“An Aboriginal person in Canberra is 19.4 times more likely to be sent to prison than a non-Aboriginal person. The highest rate ratio in Australia. Without argument, this is more than a disgrace – it is obscene,” writes columnist JON STANHOPE.
OVER the last eight years, the number of Aboriginal people sent to prison in Australia has increased by just over 50 per cent.
Without argument, this is a national disgrace.
Over the last eight years, the number of Aboriginal people sent to prison in Canberra has increased by 279 per cent. The highest rate of increase in Australia.
Of the Aboriginal people currently in prison in Canberra, 90 per cent have served a prior sentence of imprisonment. It is the highest recidivism rate in Australia.
An Aboriginal person in Canberra is 19.4 times more likely to be sent to prison than a non-Aboriginal person. The highest rate ratio in Australia.
Without argument, this is more than a disgrace – it is obscene.
It is an obscenity that we, as a community, have calmly taken in our stride. There have been none of the usual public indicators of concern let alone outrage; no letters to the editor or harrying calls to talkback radio. No ABC television special investigative report. No motion of censure or of no confidence moved in the Legislative Assembly. No public inquiry. No picket outside the prison, police stations or the courts. No mass rally or demonstration outside the Legislative Assembly. In fact, no rally or demonstration anywhere.
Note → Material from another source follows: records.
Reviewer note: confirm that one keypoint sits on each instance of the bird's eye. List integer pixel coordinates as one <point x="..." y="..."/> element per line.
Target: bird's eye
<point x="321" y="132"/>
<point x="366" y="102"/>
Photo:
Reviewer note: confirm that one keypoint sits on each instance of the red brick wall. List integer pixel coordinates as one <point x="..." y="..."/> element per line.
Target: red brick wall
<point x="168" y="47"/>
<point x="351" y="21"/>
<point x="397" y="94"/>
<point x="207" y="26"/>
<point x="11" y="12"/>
The only reaction from Canberrans has, I fear, been a stifled yawn as we turn the pages of the paper or change the television channel to avoid the tedium of being confronted by the occasional short cryptic report touching on the reality of indigenous disadvantage in Canberra, our home.
It is an accepted political truism, as evident in the ACT as anywhere, that there are no votes in prison reform or in being seen to care about the welfare of people caught up in the criminal justice system.
If anyone doubts that I invite them to reflect on our and the ACT government’s nonchalant indifference to the state of the Alexander Maconochie Centre and to the rate at which we in Canberra lock up Aboriginal people and ignore their needs.
I have recently been especially agitated about the state of the justice system in the ACT.
My agitation has been heightened by the insight I have from working in an Aboriginal community-controlled organisation, namely Winnunga Nimmityjah Aboriginal Health and Community Service.
I have, through my employment at Winnunga been privileged to work alongside its CEO, the indomitable Julie Tongs, an outstanding and fearless leader of the local Aboriginal community and have met and come to know clients with criminal records and a history of detention in the AMC.
As I have mentioned previously, one such person is Julianne Williams, who was the subject of the now infamous forceful strip search in front of men, both prison officers and inmates, in the AMC. I have known Julianne for a number of years and we have over time become friends.
I met her recently for a coffee and a chat. We talked about her ordeal in being forcibly strip searched as well as more broadly about the reality of detention in the AMC.
Julianne has written an open letter about her ordeal. This is part of what she wrote:
“On arriving at the Crisis Support Unit, I was placed in a cell where everything can be seen. There were also five to seven men housed in the unit who can see everything that occurs. Whilst I was laying on the bed, four female officers, two male officers, two male nurses and five male detainees had a full view.
All officers and nurses enter my cell to strip me naked to check I had nothing on me – for my safety I’m told. The female officers were in full squad gear while the rest were there to watch. The intention was to remove all my clothing by cutting my clothes clean off.
At this time I was menstruating heavily due to all the blood-thinning medication I take.
Here I ask you to remember that I am a rape victim. So you can only imagine the horror, the screams, the degrading feeling, the absolute fear and shame I was experiencing.”
The details of Julianne’s ordeal, while she was in the care and under the control of the ACT government and its officers, has been widely reported.
No resident of the ACT, who takes an interest in local news, would not be aware of the salient details of the way she was treated. Julianne also lives with a range of very serious medical conditions, which were also revealed in media reports about her strip search.
In our recent conversation I asked Julianne whether she was surprised or disappointed by the apparent lack of local interest in or concern about the treatment which she endured at the hands of the ACT government, in our names.
I told Julianne that I had not seen, since the media reported her treatment, a single letter to the editor, an editorial or opinion piece, any in-depth television exposure, calls for a rally in front of the Legislative Assembly or indeed anywhere, or any expression of anger or outrage at her treatment other than by me and Julie Tongs.
I drew Julianne’s attention to the understandable anger in Canberra and across Australia and the massive outpouring of support which Brittany Higgins justifiably received following the appalling ordeal she had suffered, also in Canberra, and asked whether the contrasting responses to the two incidents had occurred to her and her reaction to that.
Julianne looked at me, smiled ruefully, and said: “Jon, I am an Aboriginal woman with a criminal record, do you seriously think anyone other than my people would care about anything that was done to me?”